After ignoring this overhead, you might expect that the memory usage of a vector is proportional to the length of the vector. Let's check that out with a couple of plots:
sizes <- sapply(0:50, function(n) object.size(seq_len(n)))
plot(c(0, 50), c(0, max(sizes)), xlab = "Length", ylab = "Bytes",
type = "n")
abline(h = 40, col = "grey80")
abline(h = 40 + 128, col = "grey80")
abline(a = 40, b = 4, col = "grey90", lwd = 4)
lines(sizes, type = "s")
It looks like memory usage is roughly proportional to the length of the vector, but there is a big discontinuity at 168 bytes and small discontinuities every few steps. The big discontinuity is because R has two storage pools for vectors: small vectors, managed by R, and big vectors, managed by the OS (This is a performance optimisation because allocating lots of small amounts of memory is expensive). Small vectors can only be 8, 16, 32, 48, 64 or 128 bytes long, which once we remove the 40 byte overhead, is exactly what we see:
sizes - 40
# [1] 0 8 8 16 16 32 32 32 32 48 48 48 48 64 64 64 64 128 128 128 128
# [22] 128 128 128 128 128 128 128 128 128 128 128 128 136 136 144 144 152 152 160 160 168
# [43] 168 176 176 184 184 192 192 200 200
The step from 64 to 128 causes the big step, then once we've crossed into the big vector pool, vectors are allocated in chunks of 8 bytes (memory comes in units of a certain size, and R can't ask for half a unit):
# diff(sizes)
# [1] 8 0 8 0 16 0 0 0 16 0 0 0 16 0 0 0 64 0 0 0 0 0 0 0 0 0 0 0
# [29] 0 0 0 0 8 0 8 0 8 0 8 0 8 0 8 0 8 0 8 0 8 0
So how does this behaviour correspond to what you see with matrices?
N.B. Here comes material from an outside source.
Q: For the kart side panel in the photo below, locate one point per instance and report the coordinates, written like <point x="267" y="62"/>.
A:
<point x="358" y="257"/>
Well, first we need to look at the overhead associated with a matrix:
xv <- numeric()
xm <- matrix(xv)
object.size(xm)
# 200 bytes
object.size(xm) - object.size(xv)
# 160 bytes
So a matrix needs an extra 160 bytes of storage compared to a vector. Why 160 bytes? It's because a matrix has a dim attribute containing two integers, and attributes are stored in a pairlist (an older version of list()):
object.size(pairlist(dims = c(1L, 1L)))
# 160 bytes
If we re-draw the previous plot using matrices instead of vectors, and increase all constants on the y-axis by 160, you can see the discontinuity corresponds exactly to the jump from the small vector pool to the big vector pool:
msizes <- sapply(0:50, function(n) object.size(as.matrix(seq_len(n))))
plot(c(0, 50), c(160, max(msizes)), xlab = "Length", ylab = "Bytes",
type = "n")
abline(h = 40 + 160, col = "grey80")
abline(h = 40 + 160 + 128, col = "grey80")
abline(a = 40 + 160, b = 4, col = "grey90", lwd = 4)
lines(msizes, type = "s")

This seems to only happen for a very specific range of columns on the small end. Looking at matrices with 1-100 columns I see the following:
I do not see any other plateaus, even if I increase the number of columns to say, 10000:
Intrigued, I've looked at bit further, putting your code in a function:
sizes <- function(nrow, ncol) {
size=matrix(1:ncol,ncol,2)
for (i in c(1:ncol)){
m = matrix(1,nrow, i)
size[i,2]=object.size(m)
}
plot(size[,1], size[,2])
size
}
Interestingly, we still see this plateau and straight line in low numbers if we increase the number of rows, with the plateau shrinking and moving backwards, before finally adjusting to a straight line by the time we hit nrow=8:
Indicating that this happens for a very specific range for the number of cells in a matrix; 9-16.
Memory Allocation
As #Hadley pointed out in his comment, there is a similar thread on memory allocation of vectors. Which comes up with the formula: 40 + 8 * floor(n / 2) for numeric vectors of size n.
For matrices the overhead is slightly different, and the stepping relationship doesn't hold (as seen in my plots). Instead I have come up with the formula 208 + 8 * n bytes where n is the number of cells in the matrix (nrow * ncol), except where n is between 9 and 16:
Matrix size - 208 bytes for "double" matrices, 1 row, 1-20 columns:
> sapply(1:20, function(x) { object.size(matrix(1, 1, x)) })-208
[1] 0 8 24 24 40 40 56 56 120 120 120 120 120 120 120 120 128 136 144
[20] 152
HOWEVER. If we change the type of the matrix to Integer or Logical, we do see the stepwise behaviour in memory allocation described in the thread above:
Matrix size - 208 bytes for "integer" matrices 1 row, 1-20 columns:
> sapply(1:20, function(x) { object.size(matrix(1L, 1, x)) })-208
[1] 0 0 8 8 24 24 24 24 40 40 40 40 56 56 56 56 120 120 120
[20] 120
Similarly for "logical" matrices:
> sapply(1:20, function(x) { object.size(matrix(1L, 1, x)) })-208
[1] 0 0 8 8 24 24 24 24 40 40 40 40 56 56 56 56 120 120 120
[20] 120
It is surprising that we do not see the same behaviour with a matrix of type double, as it is just a "numeric" vector with a dim attribute attached (R lang specification).
The big step we see in memory allocation comes from R having two memory pools, one for small vectors and one for Large vectors, and that happens to be where the jump is made. Hadley Wickham explains this in detail in his response.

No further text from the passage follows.